How to select pixels of ROI from feature map

In Faster RCNN or Mask RCNN the ROI Align layers takes different sized roi’s as input and projects them onto a uniform layer size.
I’m currently implementing this paper where the authors take rotated boxes as inputs to inception layer for further detection. It is an end-to-end text recognition pipeline which first does text box detection( same task as object detection), then the text boxes are fed to an encoder-decoder to recognize the characters.

The output of the box detection as rotated bounding box, score map and last feature map are of the format :

Feature Map from text detector Shape torch.Size([1, 256, 128, 128])
ROI from text detector Shape torch.Size([1, 5, 128, 128])
Score from text detector Shape torch.Size([1, 2, 128, 128])

The five parameters represent the distances of the current point to the top, bottom, left and right
sides of an associated bounding box, together with its inclined orientation.
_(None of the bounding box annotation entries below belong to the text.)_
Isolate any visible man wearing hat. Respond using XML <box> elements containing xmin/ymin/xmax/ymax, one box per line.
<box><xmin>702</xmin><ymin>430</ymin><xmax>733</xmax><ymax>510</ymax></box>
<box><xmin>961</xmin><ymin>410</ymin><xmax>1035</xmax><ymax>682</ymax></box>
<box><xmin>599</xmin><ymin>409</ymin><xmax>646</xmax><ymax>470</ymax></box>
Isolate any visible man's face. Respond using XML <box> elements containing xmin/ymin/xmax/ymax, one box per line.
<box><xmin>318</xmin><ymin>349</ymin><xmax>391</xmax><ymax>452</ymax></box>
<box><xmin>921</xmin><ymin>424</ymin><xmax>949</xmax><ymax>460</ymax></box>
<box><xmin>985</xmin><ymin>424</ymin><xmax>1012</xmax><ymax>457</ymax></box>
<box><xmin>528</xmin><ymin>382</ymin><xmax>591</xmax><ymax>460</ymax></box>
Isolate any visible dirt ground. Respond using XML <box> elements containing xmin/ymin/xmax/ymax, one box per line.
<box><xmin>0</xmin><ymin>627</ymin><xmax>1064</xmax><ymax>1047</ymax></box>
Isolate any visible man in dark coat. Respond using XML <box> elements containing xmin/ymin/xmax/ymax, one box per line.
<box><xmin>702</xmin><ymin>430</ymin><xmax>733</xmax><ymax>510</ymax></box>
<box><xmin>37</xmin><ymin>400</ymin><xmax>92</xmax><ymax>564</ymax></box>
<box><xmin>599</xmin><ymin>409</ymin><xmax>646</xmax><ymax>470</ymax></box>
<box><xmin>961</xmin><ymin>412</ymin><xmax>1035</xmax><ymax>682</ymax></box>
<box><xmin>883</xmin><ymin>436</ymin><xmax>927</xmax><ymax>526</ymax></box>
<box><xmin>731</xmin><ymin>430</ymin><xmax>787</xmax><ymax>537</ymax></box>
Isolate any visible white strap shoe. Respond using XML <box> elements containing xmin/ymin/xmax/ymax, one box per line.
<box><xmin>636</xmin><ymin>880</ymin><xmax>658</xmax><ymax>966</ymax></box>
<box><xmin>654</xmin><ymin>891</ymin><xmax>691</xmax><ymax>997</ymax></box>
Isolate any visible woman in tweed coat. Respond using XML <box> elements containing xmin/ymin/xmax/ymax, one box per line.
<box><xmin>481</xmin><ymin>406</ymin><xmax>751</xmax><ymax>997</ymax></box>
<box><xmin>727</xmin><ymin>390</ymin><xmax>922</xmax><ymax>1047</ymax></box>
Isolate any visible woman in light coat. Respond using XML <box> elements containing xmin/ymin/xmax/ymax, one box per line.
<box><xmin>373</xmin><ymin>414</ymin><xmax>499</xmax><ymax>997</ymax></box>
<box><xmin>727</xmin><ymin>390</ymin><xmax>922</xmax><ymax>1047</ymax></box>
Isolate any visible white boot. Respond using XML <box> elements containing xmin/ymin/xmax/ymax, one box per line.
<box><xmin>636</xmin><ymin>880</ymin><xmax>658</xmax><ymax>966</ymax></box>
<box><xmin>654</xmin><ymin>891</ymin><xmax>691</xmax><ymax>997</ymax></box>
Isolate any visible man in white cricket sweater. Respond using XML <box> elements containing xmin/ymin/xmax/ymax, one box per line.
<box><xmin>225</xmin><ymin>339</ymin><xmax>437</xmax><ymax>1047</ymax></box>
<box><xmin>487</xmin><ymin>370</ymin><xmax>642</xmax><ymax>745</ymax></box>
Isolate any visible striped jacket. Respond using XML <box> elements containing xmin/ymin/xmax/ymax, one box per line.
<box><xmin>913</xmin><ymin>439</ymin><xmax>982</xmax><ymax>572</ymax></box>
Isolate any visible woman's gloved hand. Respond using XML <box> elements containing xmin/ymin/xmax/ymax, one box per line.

With these configurations, the detection branch is able to predict a quadrilateral of arbitrary orientation for each text instance.

The original text detector architecture isbased on East..
I have been able to match it’s base line scores.

I’m stuck on the grid sampling part currently.
I’m first converting the 5 values - {4 distances , 1 angle} to corresponding 8 coordinates for a rotated bbox as a quadrilateral (scaled to feature map size, filtered by scores) to produce coordinates tensor of the format :

raw coord coords shape {numberOfPredictionsX8}
torch.Size([2960, 8])

Now I have to select only these pixels between these coordinates from the top feature map and then passing them to a nn.Functional.Interpolate() layer.

How to do this while keeping gradient intact.
I naively did the fillpoly directly on feature map directly first, but currently code looks like :

    fm_ = fm.clone().detach().numpy()
    coords_ = coords.clone().detach().numpy()

    masks = np.zeros((h_, w_), dtype=np.uint8)

    cv2.fillPoly(masks, (coords_.reshape(-1, 4, 2)).astype(np.int32), (1,1,1), 8)
    masks = torch.tensor((masks), dtype=torch.float32)

    fm *= masks

to preserve only pixel values from fm_ present inside a quadrilateral described by points in coords_
but cv function only works on np values.
But converting to np would lead to loss of gradient flow.

If I pass this fm to interpolate layer would that work correctly ?

updated code with suggestion, but still this approach is selecting extra pixels.

1 Like

It looks like you are just creating the mask using numpy and apply it on your tensor fm.
If you don’t need gradients for the mask, this approach should generally work.
You might have to transform masks to a valid (non-differentiable) tensor before multiplying it with fm.
Have you tried your approach and noticed that it’s not working?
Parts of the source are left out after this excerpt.